# Percy Lake, Ontario Canada



## Flippin 416

Just got back this past weekend from what was possibly the best fishing trip I have ever been on. A total of 8 of us drove to Nakina, Ontario and flew into Percy Lake with Leuenberger's Air Service for a 7 day stay in an absolutely beautiful remote setting. During our stay we caught a total of 2054 walleye, of course that vast majority of that was all catch and release as the license we had was for a 4 fish per person possession limit. The largest walleye for the week was a 26" and there were several 20", 22", and a few 24" pulled out and released to be caught another day. We also caught several nice Northern Pike the largest of those being 36-1/2". The thing that amazed me about the Northern Pike is how veracious they are....attacking 14" walleye while we were reeling them into the boat!!!! A sight to see for sure. We were also able to catch several hundred yellow perch and we wound up catching on football sized white sucker.

The wildlife that I was hoping to see never did show itself, however we did see plenty of beautiful Eagles, Ospreys and the native Loons.

I would highly recommend at trip into Lake Percy to anyone that every gets the chance or any of the lakes that Leuenberger's Air Service flies into. Everyone we talked to or know that has been to any of the lakes they go into has always come out wanting a return trip.....and I am no different. I'll be back!!!!


----------



## Flippin 416

Just a few random pics of the trip....


----------



## Flippin 416

... a few more


----------



## WISH IT WAS YOU

sounds fun do you have any pics of the pike if so plz post


----------



## zachtrouter

That place looks BEAUTIFUL. Very nice pics you have there. How big were the perch? What were you using for the walleye and pike?


----------



## Flippin 416

I didn't get any pictures of any of the Pike, the biggest one didn't come in on our boat....I just wish I would have seen it. The biggest Pike that we had we around 30" and that is an educated guess as we never brought them into the boat when they got to be that size.
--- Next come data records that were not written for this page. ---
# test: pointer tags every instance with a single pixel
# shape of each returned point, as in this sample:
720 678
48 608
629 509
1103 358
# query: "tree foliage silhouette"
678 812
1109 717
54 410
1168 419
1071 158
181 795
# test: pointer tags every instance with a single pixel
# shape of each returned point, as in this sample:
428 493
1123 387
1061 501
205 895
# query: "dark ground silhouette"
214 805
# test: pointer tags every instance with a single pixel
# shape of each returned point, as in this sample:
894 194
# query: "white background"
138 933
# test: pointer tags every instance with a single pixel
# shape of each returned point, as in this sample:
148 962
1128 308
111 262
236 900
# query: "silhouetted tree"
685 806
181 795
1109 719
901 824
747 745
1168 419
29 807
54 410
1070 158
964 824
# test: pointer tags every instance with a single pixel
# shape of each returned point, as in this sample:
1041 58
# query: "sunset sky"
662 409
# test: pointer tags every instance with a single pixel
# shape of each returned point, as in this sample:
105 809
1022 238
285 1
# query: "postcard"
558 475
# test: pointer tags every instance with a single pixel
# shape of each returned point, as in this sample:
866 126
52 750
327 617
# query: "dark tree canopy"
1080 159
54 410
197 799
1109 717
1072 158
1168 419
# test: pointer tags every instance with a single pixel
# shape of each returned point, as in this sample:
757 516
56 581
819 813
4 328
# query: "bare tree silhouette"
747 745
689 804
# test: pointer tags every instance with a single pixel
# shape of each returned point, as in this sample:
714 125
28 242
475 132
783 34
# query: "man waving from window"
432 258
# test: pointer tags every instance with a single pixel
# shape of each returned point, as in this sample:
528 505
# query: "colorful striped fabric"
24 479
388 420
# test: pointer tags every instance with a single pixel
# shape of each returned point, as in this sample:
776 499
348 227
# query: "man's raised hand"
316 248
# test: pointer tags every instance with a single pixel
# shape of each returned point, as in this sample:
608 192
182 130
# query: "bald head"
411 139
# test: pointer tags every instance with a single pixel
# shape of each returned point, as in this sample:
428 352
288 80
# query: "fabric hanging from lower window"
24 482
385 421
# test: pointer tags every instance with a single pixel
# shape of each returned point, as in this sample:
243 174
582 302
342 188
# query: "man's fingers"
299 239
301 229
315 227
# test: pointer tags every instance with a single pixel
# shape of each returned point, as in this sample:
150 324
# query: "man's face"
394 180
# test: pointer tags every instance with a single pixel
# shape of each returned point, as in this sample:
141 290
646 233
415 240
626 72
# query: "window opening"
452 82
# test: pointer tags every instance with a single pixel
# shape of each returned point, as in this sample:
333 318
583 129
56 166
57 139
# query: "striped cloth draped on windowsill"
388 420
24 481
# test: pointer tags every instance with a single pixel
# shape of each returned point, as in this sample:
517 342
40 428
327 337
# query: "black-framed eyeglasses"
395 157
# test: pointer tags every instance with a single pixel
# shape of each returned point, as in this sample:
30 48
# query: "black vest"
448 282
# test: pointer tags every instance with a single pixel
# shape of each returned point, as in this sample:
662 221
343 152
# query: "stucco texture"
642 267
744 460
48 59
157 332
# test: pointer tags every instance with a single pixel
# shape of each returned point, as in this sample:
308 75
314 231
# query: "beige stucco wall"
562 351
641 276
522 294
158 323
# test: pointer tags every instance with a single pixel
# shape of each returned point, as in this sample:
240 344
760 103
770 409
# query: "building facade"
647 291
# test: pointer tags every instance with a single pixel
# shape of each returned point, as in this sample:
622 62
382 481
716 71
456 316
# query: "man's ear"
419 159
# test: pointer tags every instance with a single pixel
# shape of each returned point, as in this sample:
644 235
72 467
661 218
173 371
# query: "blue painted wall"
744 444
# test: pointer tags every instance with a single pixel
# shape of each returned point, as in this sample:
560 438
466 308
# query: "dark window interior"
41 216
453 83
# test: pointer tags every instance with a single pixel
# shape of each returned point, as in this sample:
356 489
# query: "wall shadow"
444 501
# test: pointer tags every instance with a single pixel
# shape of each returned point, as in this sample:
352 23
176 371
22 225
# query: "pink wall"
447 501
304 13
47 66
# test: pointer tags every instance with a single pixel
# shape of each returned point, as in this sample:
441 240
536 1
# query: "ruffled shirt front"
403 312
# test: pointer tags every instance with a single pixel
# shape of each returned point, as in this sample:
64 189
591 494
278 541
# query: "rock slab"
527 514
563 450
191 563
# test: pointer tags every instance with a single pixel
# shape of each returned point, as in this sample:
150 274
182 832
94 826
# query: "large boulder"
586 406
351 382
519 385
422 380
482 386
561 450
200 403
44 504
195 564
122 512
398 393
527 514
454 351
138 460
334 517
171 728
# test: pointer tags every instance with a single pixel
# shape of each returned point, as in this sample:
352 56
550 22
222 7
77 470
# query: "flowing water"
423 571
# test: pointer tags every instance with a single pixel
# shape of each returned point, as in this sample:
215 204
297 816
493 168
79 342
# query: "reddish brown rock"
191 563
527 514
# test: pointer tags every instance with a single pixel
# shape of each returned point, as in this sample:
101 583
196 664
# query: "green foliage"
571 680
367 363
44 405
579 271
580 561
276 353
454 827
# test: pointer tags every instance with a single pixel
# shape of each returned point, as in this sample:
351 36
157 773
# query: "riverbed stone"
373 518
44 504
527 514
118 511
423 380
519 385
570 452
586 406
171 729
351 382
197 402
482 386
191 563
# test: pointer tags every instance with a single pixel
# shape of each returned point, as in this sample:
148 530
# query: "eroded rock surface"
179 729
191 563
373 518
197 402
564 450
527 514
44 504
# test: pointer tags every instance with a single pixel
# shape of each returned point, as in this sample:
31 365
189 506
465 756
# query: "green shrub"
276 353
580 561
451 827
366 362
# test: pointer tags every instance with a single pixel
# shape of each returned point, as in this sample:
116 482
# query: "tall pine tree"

Zach...thanks for the compliments...and I totally agree....I have a few more scenery pictures that I can add later on tonight. The perch up there were quite impressive. We had a few that were 12+" and most were in the 9 to 10" range. The yellow perch up there have REALLY vibrant colors and I am going to assume it's due to the water color. Everything we caught was on a bottom bouncer, crawler harness and nightcrawler...however I did get a chance to use some of the Vibes I picked up from Corey before I left and caught several with them!!!


----------



## leckig

sounds really really good. What are the costs of an adventure such as this?


----------



## Flippin 416

The costs will vary depending on which lake you decide to go to...the further back in you go....the more it's going to cost. Leuenberger Outfitters has camps on 15 or 16 different lakes up there and one lodge on "Kag" lake. They informed us that the rates for next year are going up...no surprise there....but if you reserve and get deposits in before September 30th 2006...you can lock in 2006 rates for your 2007 trip. One thing that I will mention is that on our trip...I never ONCE got bit by a black fly or a mosquito, however they say in the early summer months that those critters can be nasty. Also the water level is lower if the fall trips than in the spring trips, rendering the nice rivers coming into and going out of some of the lakes unfishable. In the spring you can fish them all day....or so I am told. I am going to include a link to the outfitters website....I hope this ok with the mods...so if you do want more info on a GREAT trip you can check into it




http://www.leuenberger.ca/outposts.htm


----------



## Hoosier Daddy

Great looking trip. Thanks for sharing


----------



## jeffmo

sounds like a great trip.
i was in nakina several years back.we take a trip to lake burroughs outside of longlac every other year.the last time we were there i had some motor problems and a shop in nakina fixed the problem and really treated me right.i think the people up there really appreciate the business that the fishermen give them.
we do a pack in trip and it's the best time i've ever had on the water.good fishing,good food and the amount of wildlife we see every time is amazing.


----------



## lv2fish

looks like a blast, thanks for sharing.


----------



## Tredder

There was a fishing show that I really like called, "Canadian Sportfishing" and one of their favorite lakes was the Kag. It appeared that the fishing there was spectacular and by your posts and pictures it sure looks great.
Although I didn't go this year, I've been going to a place near Kipawa for the last six years. I absolutely love those trips, but we've never caught near the number of fish that you did.
Thanks for the post and pictures!


----------



## Flippin 416

I am pretty sure that on Kag is where Luenberger's have their "lodge". When they flew in on Tuesday to check on us and bring us more ice and a propane refill, they had 3 more stops to make before their day was done and one of them was into Kag.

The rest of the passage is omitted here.